È necessario però chiedersi, al di là di partitiche prese di posizione, quale sia davvero la percezione delle persone rispetto ai cambiamenti climatici, quanto questi influenzino già da adesso le loro scelte personali e lavorative, e soprattutto che tipo di azioni vorrebbero da parte dei governi in questo senso.
A rispondere è il Peoples’ Climate Vote, quello che il Programma di sviluppo delle Nazioni Unite (UNDP) non esita a definire il più grande sondaggio d’opinione indipendente al mondo sui cambiamenti climatici.
Di certo i numeri sono notevoli: il sondaggio, condotto per conto del Programma di sviluppo delle Nazioni Unite (UNDP) dall’Università di Oxford e GeoPoll, ha interessato oltre 73.000 persone che parlano 87 lingue diverse in 77 Paesi, che rappresenterebbero l’87% della popolazione mondiale. Si tratta, inoltre, di una seconda edizione: già nel nel 2021 era stata pubblicata, dall’UNDP e i suoi partner, un primo sondaggio che aveva abbracciato 50 Paesi.
La lotta alla crisi climatica ci unisce
Agli intervistati sono state poste 15 domande incentrate su quanto la loro vita quotidiana sia influenzata dal cambiamento climatico, come ritengono che questa situazione venga affrontata nei loro Paesi e cosa vorrebbero che i governi facessero al riguardo.
Le risposte disegnano un quadro più che positivo, almeno per quel che riguarda l’attenzione che le persone hanno in maniera trasversale nei confronti della crisi climatica, e di tutte le tematiche annesse, come transizione energetica e conservazione: l’80% delle persone a livello globale – ovvero quattro su cinque – vuole che i propri governi intraprendano azioni più incisive per affrontare la crisi climatica. L’86% vorrebbe, inoltre, che i propri Paesi mettessero da parte le differenze geopolitiche per lavorare insieme nel contrasto ai cambiamenti climatici.
Ma a fare la differenza, si sa, sono le sfumature. Andiamo allora a capire cosa è stato chiesto esattamente nel sondaggio e le reazioni di cittadine e cittadini di diversi Paesi.
Preoccupazioni ed eco-ansia
Quello della crisi climatica, e dei suoi effetti che possono tradursi, tra le altre cose, in fenomeni metereologici estremi, è già un problema che riguarda molte aree del nostro Pianeta: basti pensare ai migranti climatici, costretti a spostarsi internamente al loro Paese o fuori da esso a causa di diversi fattori climatici, ma non serve andare così lontano, le alluvioni e gli stati di siccità che sempre più spesso scuotono il nostro Paese sono sintomi di una realtà che con insistenza ci bussa alla porta.

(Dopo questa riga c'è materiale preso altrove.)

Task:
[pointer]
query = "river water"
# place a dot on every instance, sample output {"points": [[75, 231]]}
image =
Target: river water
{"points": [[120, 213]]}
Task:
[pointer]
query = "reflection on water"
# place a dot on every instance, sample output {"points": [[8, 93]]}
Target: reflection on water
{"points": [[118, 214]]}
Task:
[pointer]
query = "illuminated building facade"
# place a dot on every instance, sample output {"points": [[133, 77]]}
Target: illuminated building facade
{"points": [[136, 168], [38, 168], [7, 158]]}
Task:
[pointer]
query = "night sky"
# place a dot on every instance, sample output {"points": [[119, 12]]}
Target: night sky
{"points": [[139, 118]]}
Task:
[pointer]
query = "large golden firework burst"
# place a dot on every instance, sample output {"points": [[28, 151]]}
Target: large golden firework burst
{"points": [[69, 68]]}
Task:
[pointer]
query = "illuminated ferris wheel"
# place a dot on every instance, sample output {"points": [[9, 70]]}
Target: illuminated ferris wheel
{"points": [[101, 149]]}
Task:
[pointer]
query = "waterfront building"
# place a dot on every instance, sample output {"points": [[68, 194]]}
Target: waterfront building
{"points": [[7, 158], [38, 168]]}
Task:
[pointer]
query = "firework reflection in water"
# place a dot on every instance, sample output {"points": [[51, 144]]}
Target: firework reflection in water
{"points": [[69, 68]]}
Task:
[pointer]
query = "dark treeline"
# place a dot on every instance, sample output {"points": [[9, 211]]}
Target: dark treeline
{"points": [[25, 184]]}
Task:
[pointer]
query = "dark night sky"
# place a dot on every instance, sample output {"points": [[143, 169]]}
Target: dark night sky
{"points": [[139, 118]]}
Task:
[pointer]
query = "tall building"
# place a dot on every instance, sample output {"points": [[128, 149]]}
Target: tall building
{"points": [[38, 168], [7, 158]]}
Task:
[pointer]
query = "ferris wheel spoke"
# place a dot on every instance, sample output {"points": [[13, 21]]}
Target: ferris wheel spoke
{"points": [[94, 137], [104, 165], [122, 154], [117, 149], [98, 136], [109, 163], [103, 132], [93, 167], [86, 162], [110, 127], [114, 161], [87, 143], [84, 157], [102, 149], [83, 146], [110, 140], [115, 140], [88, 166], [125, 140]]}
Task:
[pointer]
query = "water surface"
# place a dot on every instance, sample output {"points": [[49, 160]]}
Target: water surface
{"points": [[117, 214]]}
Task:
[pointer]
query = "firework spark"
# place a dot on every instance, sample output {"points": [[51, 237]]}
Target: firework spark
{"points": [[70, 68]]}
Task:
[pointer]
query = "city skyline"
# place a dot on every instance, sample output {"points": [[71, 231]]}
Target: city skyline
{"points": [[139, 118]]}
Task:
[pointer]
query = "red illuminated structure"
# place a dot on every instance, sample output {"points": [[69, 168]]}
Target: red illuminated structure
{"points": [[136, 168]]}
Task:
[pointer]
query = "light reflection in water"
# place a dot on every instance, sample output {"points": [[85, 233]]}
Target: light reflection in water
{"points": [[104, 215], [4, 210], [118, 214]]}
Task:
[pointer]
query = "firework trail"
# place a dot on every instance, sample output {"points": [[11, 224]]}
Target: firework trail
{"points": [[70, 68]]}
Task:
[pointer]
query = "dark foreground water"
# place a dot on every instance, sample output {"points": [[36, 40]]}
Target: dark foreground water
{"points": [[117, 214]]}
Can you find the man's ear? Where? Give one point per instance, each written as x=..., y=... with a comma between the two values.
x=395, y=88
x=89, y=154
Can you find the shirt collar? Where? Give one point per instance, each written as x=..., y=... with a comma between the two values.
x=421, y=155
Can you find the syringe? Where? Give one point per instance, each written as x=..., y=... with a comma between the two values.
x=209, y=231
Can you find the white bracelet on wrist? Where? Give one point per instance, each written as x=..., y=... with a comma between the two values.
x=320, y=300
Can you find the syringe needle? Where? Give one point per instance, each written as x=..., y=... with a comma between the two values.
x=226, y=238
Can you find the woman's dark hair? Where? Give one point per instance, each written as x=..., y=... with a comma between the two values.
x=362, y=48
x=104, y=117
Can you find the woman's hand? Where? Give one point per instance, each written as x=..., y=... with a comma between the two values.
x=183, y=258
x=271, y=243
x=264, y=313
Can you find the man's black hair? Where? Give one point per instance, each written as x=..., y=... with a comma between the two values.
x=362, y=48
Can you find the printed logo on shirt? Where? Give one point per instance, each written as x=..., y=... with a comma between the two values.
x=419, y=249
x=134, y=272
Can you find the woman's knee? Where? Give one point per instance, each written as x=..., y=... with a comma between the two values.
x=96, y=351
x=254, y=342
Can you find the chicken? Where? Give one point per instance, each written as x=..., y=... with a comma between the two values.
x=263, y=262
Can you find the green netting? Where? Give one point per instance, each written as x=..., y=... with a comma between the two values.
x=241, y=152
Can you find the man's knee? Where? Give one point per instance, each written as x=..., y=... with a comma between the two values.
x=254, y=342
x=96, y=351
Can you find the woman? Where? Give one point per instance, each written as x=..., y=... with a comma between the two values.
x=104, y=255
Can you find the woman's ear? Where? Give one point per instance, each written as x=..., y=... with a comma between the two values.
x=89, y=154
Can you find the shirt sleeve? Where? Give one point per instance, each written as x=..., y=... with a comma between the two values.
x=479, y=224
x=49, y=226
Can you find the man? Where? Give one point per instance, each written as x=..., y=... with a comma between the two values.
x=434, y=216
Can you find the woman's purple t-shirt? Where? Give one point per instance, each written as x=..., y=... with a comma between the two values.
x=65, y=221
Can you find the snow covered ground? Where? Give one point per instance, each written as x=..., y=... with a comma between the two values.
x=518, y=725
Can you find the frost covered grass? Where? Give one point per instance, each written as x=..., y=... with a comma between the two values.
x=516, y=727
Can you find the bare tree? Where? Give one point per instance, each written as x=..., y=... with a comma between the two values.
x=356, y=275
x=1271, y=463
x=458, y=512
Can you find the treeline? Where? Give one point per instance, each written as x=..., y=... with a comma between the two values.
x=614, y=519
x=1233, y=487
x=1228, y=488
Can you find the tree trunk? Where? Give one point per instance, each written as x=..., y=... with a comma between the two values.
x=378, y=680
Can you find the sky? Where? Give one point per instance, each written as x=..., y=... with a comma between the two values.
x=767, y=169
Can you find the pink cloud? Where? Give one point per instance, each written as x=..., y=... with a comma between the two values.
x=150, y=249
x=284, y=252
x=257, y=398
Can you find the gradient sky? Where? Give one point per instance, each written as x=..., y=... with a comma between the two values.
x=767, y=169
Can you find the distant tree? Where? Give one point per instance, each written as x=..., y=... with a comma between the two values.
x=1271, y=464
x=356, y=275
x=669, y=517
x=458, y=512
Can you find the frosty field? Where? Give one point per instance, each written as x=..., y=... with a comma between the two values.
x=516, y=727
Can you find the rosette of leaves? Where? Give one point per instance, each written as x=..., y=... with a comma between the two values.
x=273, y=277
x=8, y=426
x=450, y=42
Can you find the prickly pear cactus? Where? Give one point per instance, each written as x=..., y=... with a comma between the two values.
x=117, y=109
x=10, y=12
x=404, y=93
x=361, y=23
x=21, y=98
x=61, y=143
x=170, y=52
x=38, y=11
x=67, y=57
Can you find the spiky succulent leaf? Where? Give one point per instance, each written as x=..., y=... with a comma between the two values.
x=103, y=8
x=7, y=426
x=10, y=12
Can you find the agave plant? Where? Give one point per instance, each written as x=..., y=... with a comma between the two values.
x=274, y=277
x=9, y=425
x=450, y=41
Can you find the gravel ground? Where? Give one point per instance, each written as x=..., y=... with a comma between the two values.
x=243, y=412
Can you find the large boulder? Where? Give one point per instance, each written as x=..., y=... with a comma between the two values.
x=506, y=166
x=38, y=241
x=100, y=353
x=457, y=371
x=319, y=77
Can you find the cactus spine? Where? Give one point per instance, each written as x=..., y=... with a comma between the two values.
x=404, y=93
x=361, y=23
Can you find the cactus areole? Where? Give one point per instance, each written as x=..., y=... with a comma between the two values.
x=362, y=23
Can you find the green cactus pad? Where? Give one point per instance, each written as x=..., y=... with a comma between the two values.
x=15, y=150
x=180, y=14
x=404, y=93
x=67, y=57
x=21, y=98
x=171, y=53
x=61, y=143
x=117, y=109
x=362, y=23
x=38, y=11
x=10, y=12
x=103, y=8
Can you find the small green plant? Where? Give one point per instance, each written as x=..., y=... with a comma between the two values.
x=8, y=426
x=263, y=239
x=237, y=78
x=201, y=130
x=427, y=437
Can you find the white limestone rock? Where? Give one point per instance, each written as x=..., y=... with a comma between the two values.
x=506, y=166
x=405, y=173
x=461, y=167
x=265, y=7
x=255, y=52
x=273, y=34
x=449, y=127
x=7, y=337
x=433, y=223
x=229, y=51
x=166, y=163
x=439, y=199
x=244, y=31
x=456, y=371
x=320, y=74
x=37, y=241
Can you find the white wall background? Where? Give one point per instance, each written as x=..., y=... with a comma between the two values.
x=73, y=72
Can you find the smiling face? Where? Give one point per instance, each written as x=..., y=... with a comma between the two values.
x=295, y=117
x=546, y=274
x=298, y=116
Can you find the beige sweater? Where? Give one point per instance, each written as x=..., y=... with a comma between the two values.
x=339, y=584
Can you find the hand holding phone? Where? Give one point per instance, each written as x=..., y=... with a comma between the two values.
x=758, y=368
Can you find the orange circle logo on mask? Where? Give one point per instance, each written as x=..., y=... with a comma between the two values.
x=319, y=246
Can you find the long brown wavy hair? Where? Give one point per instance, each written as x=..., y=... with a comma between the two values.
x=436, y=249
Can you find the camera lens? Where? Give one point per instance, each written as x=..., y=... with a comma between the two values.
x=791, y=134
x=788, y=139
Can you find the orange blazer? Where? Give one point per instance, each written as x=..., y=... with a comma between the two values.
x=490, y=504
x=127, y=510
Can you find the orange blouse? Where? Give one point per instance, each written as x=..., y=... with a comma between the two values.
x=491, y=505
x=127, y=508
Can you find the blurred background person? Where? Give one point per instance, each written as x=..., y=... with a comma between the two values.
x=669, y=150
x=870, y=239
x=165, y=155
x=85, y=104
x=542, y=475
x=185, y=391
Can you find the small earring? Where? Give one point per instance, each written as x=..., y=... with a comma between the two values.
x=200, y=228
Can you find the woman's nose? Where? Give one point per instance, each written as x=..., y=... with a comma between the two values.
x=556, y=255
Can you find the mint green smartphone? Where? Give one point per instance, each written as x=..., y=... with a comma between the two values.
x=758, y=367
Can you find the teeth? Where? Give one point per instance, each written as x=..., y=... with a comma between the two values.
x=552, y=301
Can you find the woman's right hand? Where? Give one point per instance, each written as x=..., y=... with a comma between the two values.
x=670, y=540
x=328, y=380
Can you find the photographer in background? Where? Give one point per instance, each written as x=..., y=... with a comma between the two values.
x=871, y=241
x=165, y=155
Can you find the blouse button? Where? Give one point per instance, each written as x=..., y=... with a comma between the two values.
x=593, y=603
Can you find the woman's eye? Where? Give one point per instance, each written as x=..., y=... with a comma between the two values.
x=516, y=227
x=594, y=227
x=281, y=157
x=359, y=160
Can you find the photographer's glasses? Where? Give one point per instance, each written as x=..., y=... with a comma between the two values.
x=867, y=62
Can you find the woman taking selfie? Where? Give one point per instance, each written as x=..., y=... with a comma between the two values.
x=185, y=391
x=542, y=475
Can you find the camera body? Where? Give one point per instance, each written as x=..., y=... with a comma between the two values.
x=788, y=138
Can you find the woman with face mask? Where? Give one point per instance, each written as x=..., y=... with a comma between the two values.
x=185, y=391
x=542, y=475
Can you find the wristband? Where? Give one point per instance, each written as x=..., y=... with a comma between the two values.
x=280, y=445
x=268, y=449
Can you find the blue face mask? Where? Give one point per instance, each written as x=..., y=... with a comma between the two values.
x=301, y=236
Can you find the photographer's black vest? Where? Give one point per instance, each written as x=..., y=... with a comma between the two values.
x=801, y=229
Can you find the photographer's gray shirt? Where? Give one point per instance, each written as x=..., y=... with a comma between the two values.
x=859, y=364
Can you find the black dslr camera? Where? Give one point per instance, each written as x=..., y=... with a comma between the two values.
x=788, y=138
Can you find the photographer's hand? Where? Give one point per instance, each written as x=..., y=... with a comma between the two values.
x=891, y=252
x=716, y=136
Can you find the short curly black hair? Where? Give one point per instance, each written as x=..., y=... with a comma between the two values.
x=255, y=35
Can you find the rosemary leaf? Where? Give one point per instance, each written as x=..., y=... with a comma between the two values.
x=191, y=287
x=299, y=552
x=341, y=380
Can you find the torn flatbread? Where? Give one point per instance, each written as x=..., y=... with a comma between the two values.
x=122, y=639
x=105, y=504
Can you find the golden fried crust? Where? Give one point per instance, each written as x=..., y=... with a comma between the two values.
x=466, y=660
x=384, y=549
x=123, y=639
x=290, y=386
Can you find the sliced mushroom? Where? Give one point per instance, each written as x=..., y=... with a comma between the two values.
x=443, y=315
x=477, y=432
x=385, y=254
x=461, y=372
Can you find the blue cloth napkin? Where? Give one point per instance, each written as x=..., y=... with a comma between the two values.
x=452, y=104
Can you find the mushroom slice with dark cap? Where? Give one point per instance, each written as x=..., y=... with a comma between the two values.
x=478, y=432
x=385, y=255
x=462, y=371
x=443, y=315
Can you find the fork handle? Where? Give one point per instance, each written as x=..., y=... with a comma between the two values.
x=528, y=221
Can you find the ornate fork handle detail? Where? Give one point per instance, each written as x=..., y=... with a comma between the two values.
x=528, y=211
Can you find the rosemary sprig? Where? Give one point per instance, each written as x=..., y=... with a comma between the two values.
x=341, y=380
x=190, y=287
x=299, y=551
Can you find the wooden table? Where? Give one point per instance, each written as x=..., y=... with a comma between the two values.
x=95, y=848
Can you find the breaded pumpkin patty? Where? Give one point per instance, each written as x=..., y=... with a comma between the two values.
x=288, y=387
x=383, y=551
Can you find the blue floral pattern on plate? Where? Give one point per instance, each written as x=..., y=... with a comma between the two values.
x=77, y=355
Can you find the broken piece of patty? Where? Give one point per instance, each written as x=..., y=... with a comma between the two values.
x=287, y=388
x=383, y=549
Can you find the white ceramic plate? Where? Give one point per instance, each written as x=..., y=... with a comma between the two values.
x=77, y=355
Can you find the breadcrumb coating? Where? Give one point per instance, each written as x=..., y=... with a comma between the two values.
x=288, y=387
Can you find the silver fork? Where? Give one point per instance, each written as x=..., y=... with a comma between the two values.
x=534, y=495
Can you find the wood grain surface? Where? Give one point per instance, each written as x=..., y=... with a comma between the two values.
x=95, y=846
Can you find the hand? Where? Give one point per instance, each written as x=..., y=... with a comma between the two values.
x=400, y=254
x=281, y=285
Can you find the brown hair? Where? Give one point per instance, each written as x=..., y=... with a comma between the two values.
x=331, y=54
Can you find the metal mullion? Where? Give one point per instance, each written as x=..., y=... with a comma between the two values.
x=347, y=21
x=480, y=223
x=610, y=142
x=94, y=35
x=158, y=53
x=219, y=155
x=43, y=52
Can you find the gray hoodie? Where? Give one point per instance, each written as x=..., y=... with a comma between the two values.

Non c’è bisogno di dire però, che questi non sono gli unici problemi gravosi che le persone di tutto il mondo si trovano ad affrontare ogni giorno, e allora capire quanto ognuno di noi pensi alla crisi climatica assume un valore ancora maggiore. A livello globale, il 56% delle persone ha dichiarato di pensarci regolarmente, cioè quotidianamente o settimanalmente, compreso circa il 63% di coloro che vivono nei cosiddetti Paesi meno sviluppati (PMS), cioè quei Paesi a basso reddito che si trovano ad affrontare gravi ostacoli strutturali allo sviluppo sostenibile.
E più si va avanti, più la consapevolezza aumenta: più della metà delle persone a livello globale ha infatti dichiarato di essere più preoccupata rispetto allo scorso anno per i cambiamenti climatici (53%), con una preoccupazione maggiore per chi vive nei Paesi meno sviluppati (59%). La consapevolezza, ed i relativi timori, sono maggiori anche nei nove Stati insulari in via di sviluppo (SIDS dall’inglese Small Island Developing States) censiti – Barbados, Le Comore,La Repubblica Dominicana,le isole Figi, Haiti, Samoa,Papua Nuova Guinea,Vanuatu e le Isole Salomone – cioè alcuni tra gli Stati insulari che sono particolarmente vulnerabili all’aumento delle temperature globali: ben il 71% ha dichiarato di essere più preoccupato rispetto all’anno scorso per i cambiamenti climatici.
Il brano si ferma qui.